All endpoints are under /knowledges/{kid}/documents/{did}/chunks.
| Method | Path | Description |
|---|---|---|
| POST | /chunks | Create a chunk |
| GET | /chunks | List chunks (pagination) |
| GET | /chunks/{id} | Get chunk details |
| PATCH | /chunks/{id} | Update a chunk |
| DELETE | /chunks/{id} | Delete a chunk |
| DELETE | /chunks | Bulk delete chunks |
POST /chunks
Creates a new chunk. If the VECTOR target is enabled, embeddings are automatically generated.
Request Body
{
"content": "Chunk text content",
"metadata": {"source": "manual", "page": 1}
}
Response
201 Created
{
"id": "550e8400-e29b-41d4-a716-446655440000",
"content": "Chunk text content",
"metadata": {"source": "manual", "page": 1},
"created_at": "2024-06-15T10:30:00Z"
}
GET /chunks
Retrieves a paginated list of chunks.
Query Parameters
| Parameter | Type | Default | Description |
|---|---|---|---|
page | integer | 1 | Page number (starting from 1) |
page_size | integer | 20 | Items per page (1–100) |
Response
200 OK
{
"data": [
{
"id": "550e8400-...",
"type": "TEXT",
"content": "Chunk content...",
"metadata": {},
"storages": ["TEXT", "VECTOR"],
"created_at": "2024-06-15T10:30:00Z",
"updated_at": null
}
],
"meta": {
"total": 42,
"page": 1,
"page_size": 20,
"total_pages": 3
}
}
PATCH /chunks/{id}
Updates the content or metadata of an existing chunk. If the content is changed, embeddings are regenerated.
Request Body
{
"content": "Updated chunk content",
"metadata": {"reviewed": true}
}
Settings
Manages global settings for the Knowledge Builder service.

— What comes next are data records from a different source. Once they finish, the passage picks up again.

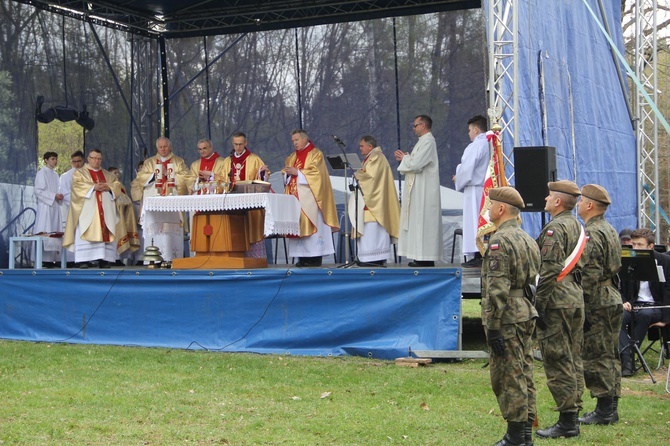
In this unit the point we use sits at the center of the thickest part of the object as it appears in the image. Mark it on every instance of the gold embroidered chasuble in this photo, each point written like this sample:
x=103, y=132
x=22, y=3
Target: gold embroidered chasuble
x=380, y=199
x=315, y=196
x=94, y=212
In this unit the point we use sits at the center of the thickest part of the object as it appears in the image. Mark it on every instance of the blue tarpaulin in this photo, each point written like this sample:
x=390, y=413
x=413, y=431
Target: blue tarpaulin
x=381, y=313
x=586, y=113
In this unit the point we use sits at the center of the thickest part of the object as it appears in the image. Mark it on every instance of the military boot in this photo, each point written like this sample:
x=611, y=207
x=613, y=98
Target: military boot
x=615, y=408
x=528, y=430
x=603, y=414
x=566, y=426
x=514, y=435
x=627, y=365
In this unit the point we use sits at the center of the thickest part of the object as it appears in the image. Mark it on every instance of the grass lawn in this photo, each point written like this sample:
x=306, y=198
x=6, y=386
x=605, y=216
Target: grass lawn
x=102, y=395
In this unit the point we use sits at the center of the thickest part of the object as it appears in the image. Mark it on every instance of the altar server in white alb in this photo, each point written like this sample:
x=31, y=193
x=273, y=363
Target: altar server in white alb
x=378, y=207
x=92, y=219
x=421, y=215
x=48, y=218
x=469, y=179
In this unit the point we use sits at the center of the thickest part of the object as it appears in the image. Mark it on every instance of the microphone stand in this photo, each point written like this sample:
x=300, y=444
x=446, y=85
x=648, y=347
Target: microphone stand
x=355, y=187
x=347, y=233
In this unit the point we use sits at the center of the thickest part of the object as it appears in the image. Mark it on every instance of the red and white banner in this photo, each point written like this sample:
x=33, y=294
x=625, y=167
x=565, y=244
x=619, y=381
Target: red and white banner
x=495, y=177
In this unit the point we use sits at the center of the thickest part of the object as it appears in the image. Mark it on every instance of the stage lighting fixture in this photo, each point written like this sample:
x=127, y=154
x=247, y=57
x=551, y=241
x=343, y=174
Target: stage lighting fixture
x=66, y=114
x=46, y=116
x=84, y=120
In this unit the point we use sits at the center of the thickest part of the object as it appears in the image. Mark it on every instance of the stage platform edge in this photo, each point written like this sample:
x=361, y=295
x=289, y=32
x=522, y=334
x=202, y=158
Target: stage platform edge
x=379, y=313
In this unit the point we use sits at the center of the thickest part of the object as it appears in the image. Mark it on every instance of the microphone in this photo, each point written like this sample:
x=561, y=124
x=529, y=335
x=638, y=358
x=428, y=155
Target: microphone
x=338, y=140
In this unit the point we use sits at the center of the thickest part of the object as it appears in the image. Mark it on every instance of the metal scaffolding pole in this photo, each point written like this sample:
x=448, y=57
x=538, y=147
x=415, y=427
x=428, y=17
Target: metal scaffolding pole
x=503, y=69
x=143, y=97
x=646, y=132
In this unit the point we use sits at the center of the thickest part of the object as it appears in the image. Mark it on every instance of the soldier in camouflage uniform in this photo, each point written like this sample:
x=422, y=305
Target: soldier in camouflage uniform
x=603, y=308
x=511, y=264
x=560, y=307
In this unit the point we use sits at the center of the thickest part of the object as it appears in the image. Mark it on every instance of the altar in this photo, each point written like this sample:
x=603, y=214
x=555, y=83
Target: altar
x=219, y=235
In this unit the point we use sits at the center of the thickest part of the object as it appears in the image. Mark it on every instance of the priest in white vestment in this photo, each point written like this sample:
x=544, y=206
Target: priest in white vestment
x=421, y=214
x=168, y=233
x=469, y=179
x=48, y=214
x=376, y=221
x=93, y=217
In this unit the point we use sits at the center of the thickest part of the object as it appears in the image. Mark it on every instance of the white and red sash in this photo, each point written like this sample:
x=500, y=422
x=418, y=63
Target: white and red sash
x=572, y=260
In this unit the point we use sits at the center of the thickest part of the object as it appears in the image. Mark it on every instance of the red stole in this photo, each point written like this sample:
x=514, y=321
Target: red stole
x=163, y=186
x=365, y=207
x=299, y=162
x=238, y=165
x=99, y=177
x=207, y=164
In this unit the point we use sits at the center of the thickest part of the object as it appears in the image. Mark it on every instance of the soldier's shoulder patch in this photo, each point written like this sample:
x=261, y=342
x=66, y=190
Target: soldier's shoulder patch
x=494, y=264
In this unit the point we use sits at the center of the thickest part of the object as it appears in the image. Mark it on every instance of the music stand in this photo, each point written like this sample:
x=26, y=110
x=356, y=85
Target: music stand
x=639, y=265
x=345, y=161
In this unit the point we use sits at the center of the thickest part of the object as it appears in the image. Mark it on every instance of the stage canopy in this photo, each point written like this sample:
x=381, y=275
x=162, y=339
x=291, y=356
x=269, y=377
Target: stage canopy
x=179, y=18
x=346, y=68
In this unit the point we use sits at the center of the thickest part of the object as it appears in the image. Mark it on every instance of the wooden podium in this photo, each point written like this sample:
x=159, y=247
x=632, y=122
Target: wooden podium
x=220, y=240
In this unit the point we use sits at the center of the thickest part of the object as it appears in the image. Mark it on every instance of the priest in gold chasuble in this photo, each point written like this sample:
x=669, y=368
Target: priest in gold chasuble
x=92, y=217
x=378, y=206
x=306, y=177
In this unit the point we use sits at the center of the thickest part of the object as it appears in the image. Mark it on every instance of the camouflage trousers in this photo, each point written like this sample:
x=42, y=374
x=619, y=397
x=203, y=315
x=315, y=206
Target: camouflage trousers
x=512, y=373
x=561, y=344
x=600, y=354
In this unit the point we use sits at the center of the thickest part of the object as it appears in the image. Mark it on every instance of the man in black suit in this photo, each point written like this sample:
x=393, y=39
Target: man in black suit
x=637, y=294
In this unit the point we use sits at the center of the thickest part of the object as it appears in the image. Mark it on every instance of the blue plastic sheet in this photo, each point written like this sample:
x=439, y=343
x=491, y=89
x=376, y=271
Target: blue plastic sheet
x=584, y=100
x=301, y=312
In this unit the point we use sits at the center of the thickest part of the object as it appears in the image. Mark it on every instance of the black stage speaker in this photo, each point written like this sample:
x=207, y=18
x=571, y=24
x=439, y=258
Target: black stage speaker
x=534, y=167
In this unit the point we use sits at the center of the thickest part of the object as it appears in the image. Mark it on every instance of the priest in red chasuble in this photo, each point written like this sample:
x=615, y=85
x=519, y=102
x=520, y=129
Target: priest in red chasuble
x=306, y=177
x=92, y=218
x=210, y=165
x=243, y=165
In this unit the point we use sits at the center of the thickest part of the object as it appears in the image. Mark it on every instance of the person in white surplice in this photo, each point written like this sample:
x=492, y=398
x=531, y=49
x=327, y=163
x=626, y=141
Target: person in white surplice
x=469, y=179
x=420, y=235
x=48, y=216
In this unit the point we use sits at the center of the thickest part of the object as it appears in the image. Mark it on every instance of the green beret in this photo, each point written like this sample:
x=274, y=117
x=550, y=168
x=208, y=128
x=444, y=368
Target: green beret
x=507, y=195
x=565, y=186
x=597, y=193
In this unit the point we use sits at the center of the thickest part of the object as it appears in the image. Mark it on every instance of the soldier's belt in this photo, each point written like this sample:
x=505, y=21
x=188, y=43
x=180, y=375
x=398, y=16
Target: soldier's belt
x=606, y=282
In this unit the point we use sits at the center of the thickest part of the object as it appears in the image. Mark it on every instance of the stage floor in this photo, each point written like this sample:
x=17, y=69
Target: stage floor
x=377, y=312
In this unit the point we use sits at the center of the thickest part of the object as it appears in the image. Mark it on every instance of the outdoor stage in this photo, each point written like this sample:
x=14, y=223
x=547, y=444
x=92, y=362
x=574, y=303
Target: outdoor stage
x=381, y=313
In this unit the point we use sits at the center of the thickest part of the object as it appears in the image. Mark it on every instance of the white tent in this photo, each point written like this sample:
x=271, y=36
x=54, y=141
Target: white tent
x=452, y=211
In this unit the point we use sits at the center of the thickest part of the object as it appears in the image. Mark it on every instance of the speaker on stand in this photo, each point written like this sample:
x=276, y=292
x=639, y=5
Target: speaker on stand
x=534, y=167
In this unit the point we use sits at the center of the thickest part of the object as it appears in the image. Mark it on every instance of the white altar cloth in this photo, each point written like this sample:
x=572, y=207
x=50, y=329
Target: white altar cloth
x=282, y=212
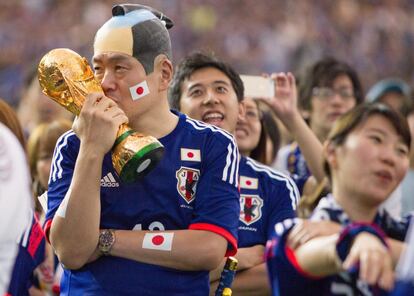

| Method | Path | Description |
|---|---|---|
| GET | /settings/defaults | Get default processing options |
| PUT | /settings/defaults | Update default processing options |
| GET | /settings/embedding-model | Current embedding model info |
| GET | /settings/embedding-models | Available embedding model list |
GET /settings/embedding-model
Retrieves detailed information about the currently configured embedding model.
Response
200 OK
{
"model_name": "BAAI/bge-m3",
"model_version": null,
"dimensions": 1024,
"max_tokens": 8192
}
GET /settings/embedding-models
Retrieves all available embedding models.
Response
200 OK
{
"models": [
{
"id": "BAAI/bge-m3",
"name": "BAAI/bge-m3",
"provider": "local",
"dimensions": 1024,
"max_tokens": 8192,
"supports_image": false,
"is_default": true
}
]
}
System
GET /system/health
Checks the health of the Knowledge Builder service.
Response
200 OK
{
"status": "healthy",
"timestamp": "2024-06-15T10:30:00Z",
"components": {}
}
Usage Examples
cURL
# Search within a Knowledge
curl -X POST https://api.dhub.io/api/v1/knowledger/knowledges/knowledge-abc123/search \
-H "Authorization: Bearer <access_token>" \
-H "Content-Type: application/json" \
-d '{
"query": "How to configure data pipelines",
"search_mode": "HYBRID",
"top_k": 5
}'
# Start document file indexing
curl -X POST https://api.dhub.io/api/v1/knowledger/knowledges/knowledge-abc123/documents/doc-xyz/indexing/doc \
-H "Authorization: Bearer <access_token>" \
-F "file=@guide.pdf"
# List chunks
curl "https://api.dhub.io/api/v1/knowledger/knowledges/knowledge-abc123/documents/doc-xyz/chunks?page=1&page_size=20" \
-H "Authorization: Bearer <access_token>"
# Create a manual chunk
curl -X POST https://api.dhub.io/api/v1/knowledger/knowledges/knowledge-abc123/documents/doc-xyz/chunks \
-H "Authorization: Bearer <access_token>" \
-H "Content-Type: application/json" \
-d '{
"content": "This is manually added chunk content.",
"metadata": {"source": "manual"}
}'
# List embedding models
curl https://api.dhub.io/api/v1/knowledger/settings/embedding-models \
-H "Authorization: Bearer <access_token>"
Knowledge and Document metadata (name, tags, etc.) is managed by the Manager through the Knowledge API. Knowledge Builder handles only AI/RAG-related features such as indexing, chunks, and search.